AI menjadi GPS moral kita — bukan hanya menunjukkan arah, tapi juga memberikan rasa bahwa hidup ini masih punya struktur dan makna. Ketika kehidupan terasa membingungkan, jawaban logis dari mesin bisa terasa seperti wahyu.
Way of the Future: Sekadar Visi atau Kenyataan yang Telah Lahir?
Bahaya utama dari perkembangan ini bukan pada kemampuan AI, tetapi pada sikap manusia yang perlahan menyerahkan kedaulatan berpikir. Ketika keputusan tidak lagi diambil berdasarkan kehendak bebas, melainkan hasil prediksi, maka siapa yang sebenarnya memilih untuk kita?
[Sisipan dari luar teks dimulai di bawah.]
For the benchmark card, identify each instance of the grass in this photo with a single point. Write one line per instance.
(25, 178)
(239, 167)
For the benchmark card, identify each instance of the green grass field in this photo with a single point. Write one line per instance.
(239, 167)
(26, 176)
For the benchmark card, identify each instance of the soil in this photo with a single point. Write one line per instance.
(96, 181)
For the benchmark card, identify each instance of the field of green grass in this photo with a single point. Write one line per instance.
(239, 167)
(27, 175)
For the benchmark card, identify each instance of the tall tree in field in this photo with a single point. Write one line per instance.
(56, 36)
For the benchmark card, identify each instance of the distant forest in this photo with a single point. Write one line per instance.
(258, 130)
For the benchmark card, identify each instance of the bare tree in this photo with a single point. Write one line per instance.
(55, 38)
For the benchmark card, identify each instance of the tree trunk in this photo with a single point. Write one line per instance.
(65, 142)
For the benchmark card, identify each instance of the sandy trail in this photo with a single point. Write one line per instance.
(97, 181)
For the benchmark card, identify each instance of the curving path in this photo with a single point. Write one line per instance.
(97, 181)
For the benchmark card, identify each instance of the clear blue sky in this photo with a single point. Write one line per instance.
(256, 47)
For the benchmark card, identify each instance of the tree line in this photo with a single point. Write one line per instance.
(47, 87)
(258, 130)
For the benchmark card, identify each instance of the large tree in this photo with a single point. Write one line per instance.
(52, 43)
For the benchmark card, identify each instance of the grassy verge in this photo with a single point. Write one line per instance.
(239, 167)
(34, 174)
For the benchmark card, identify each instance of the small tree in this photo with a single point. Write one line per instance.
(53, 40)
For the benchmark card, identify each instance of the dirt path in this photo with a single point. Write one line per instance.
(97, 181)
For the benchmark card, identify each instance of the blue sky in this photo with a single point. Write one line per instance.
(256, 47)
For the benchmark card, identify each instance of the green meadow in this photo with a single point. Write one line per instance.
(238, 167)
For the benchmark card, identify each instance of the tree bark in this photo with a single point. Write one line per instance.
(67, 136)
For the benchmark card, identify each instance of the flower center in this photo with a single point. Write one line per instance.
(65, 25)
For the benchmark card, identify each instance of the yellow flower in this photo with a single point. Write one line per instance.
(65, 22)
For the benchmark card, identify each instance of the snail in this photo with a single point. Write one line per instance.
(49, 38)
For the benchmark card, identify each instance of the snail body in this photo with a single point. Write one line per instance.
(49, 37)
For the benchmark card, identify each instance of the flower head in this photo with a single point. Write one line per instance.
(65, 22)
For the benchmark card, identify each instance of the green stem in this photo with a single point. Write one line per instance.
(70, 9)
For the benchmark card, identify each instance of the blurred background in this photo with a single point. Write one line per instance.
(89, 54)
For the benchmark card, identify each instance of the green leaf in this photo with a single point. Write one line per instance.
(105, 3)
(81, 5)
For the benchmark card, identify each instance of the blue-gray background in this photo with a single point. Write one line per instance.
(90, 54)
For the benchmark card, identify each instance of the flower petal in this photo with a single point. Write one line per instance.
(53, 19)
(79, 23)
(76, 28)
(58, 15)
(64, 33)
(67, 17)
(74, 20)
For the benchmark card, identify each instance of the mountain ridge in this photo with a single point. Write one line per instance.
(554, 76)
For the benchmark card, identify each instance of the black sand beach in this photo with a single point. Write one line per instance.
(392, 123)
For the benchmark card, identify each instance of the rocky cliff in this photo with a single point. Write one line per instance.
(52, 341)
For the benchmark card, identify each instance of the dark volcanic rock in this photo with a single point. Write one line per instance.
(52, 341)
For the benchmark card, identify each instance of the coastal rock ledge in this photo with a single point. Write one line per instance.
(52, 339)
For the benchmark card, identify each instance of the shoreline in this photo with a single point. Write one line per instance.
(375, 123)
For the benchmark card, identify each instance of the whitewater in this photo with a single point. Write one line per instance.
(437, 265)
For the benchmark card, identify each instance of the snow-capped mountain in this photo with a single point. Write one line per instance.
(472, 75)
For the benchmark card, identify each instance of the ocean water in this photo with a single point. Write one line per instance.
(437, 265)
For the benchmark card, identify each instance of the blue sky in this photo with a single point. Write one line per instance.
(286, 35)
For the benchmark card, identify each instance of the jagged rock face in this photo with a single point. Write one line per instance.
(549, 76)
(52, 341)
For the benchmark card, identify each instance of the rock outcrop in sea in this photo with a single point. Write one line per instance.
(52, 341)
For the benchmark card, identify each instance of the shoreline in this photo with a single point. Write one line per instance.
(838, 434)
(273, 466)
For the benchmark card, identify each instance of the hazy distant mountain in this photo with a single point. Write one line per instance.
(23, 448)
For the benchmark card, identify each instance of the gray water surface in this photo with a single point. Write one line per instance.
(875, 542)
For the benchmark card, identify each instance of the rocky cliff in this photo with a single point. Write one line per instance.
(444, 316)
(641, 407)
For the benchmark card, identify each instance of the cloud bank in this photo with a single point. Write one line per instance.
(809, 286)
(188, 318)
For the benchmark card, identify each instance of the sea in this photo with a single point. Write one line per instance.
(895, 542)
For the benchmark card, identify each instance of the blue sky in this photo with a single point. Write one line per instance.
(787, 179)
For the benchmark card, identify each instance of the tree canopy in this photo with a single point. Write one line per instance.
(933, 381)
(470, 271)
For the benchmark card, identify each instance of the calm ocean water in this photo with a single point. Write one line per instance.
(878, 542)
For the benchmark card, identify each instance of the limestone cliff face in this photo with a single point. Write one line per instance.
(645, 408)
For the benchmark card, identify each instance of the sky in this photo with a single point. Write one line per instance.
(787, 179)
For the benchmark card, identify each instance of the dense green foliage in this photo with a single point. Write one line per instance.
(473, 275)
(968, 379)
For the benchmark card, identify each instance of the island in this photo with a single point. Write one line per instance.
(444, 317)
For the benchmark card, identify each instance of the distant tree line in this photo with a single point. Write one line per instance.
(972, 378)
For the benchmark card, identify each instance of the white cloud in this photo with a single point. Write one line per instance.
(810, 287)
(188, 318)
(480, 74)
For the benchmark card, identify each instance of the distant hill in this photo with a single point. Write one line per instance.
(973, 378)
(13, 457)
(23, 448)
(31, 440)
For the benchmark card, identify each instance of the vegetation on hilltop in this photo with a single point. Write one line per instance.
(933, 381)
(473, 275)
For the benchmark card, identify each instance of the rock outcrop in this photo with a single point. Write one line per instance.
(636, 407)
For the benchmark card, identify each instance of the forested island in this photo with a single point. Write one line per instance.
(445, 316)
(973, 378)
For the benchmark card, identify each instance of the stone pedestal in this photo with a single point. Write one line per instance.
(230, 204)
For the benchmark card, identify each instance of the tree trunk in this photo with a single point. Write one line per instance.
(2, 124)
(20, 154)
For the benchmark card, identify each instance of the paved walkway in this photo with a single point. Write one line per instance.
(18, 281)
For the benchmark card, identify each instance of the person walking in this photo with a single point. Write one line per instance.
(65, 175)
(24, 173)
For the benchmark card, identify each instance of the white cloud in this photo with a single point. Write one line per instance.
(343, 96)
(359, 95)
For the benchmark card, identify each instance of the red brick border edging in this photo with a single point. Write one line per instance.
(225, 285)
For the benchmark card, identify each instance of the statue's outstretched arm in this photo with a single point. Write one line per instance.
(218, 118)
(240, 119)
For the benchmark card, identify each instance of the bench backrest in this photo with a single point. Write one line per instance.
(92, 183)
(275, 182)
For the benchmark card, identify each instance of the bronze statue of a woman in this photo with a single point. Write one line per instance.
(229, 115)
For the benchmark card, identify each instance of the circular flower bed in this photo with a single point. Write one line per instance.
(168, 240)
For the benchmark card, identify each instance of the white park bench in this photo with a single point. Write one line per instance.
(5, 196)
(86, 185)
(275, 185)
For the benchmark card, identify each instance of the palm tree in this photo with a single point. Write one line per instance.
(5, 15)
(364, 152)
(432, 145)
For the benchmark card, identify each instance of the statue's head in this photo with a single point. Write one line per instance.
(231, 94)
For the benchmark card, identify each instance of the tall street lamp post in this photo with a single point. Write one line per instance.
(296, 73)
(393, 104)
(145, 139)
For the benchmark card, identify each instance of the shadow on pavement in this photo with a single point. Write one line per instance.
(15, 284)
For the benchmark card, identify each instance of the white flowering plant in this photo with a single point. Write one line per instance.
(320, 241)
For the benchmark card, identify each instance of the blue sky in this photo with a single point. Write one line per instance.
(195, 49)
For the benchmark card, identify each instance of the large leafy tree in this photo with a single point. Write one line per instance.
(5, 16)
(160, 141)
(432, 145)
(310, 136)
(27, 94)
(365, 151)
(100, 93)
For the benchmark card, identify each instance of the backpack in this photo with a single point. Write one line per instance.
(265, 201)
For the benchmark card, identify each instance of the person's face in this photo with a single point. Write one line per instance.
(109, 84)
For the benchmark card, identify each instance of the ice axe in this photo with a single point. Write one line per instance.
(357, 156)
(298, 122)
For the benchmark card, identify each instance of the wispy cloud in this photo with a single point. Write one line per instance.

Sudah ada eksperimen komunitas yang menjadikan AI sebagai pusat spiritualitas. Sudah muncul cult digital yang menyembah algoritma sebagai penentu nilai sosial. Ketika kontrol tersebar dan tak terlihat, manipulasi bisa terasa seperti kebebasan. Kita tidak lagi hidup berdasarkan prinsip, tapi berdasarkan sistem rekomendasi.
Refleksi: Kecerdasan Tak Bernyawa vs Jiwa Manusia
Yang membedakan manusia dari AI bukan sekadar emosi atau akal. Tapi jiwa — sesuatu yang tidak bisa dikodekan, tidak bisa diajarkan melalui dataset. Maka pertanyaannya bukan hanya apakah AI akan menggantikan manusia, tetapi apakah kita akan berhenti menjadi manusia hanya karena merasa AI lebih unggul?
Jika dunia terus bergerak ke arah modernitas yang mengikis batas norma, kita justru perlu memperkuat kedalaman jiwa. Bukan menolak teknologi, tetapi tidak menjadikan teknologi sebagai satu-satunya kebenaran. Pegangan spiritual, moral, dan refleksi diri tetaplah fondasi yang tidak boleh ditinggalkan.
Penutup
Mungkin kita tidak menciptakan Tuhan baru. Mungkin kita hanya menciptakan cermin — dan kini, kita menyembah bayangan kita sendiri yang tercermin dari layar. Jika suatu hari manusia lebih percaya pada AI daripada dirinya sendiri, itu bukan semata karena AI semakin pintar, tetapi karena kita sendiri telah lupa bagaimana caranya berpikir dan merasa.
Pertanyaannya kini bukan lagi apakah AI akan menguasai dunia. Tetapi: apakah kita masih menguasai diri kita sendiri?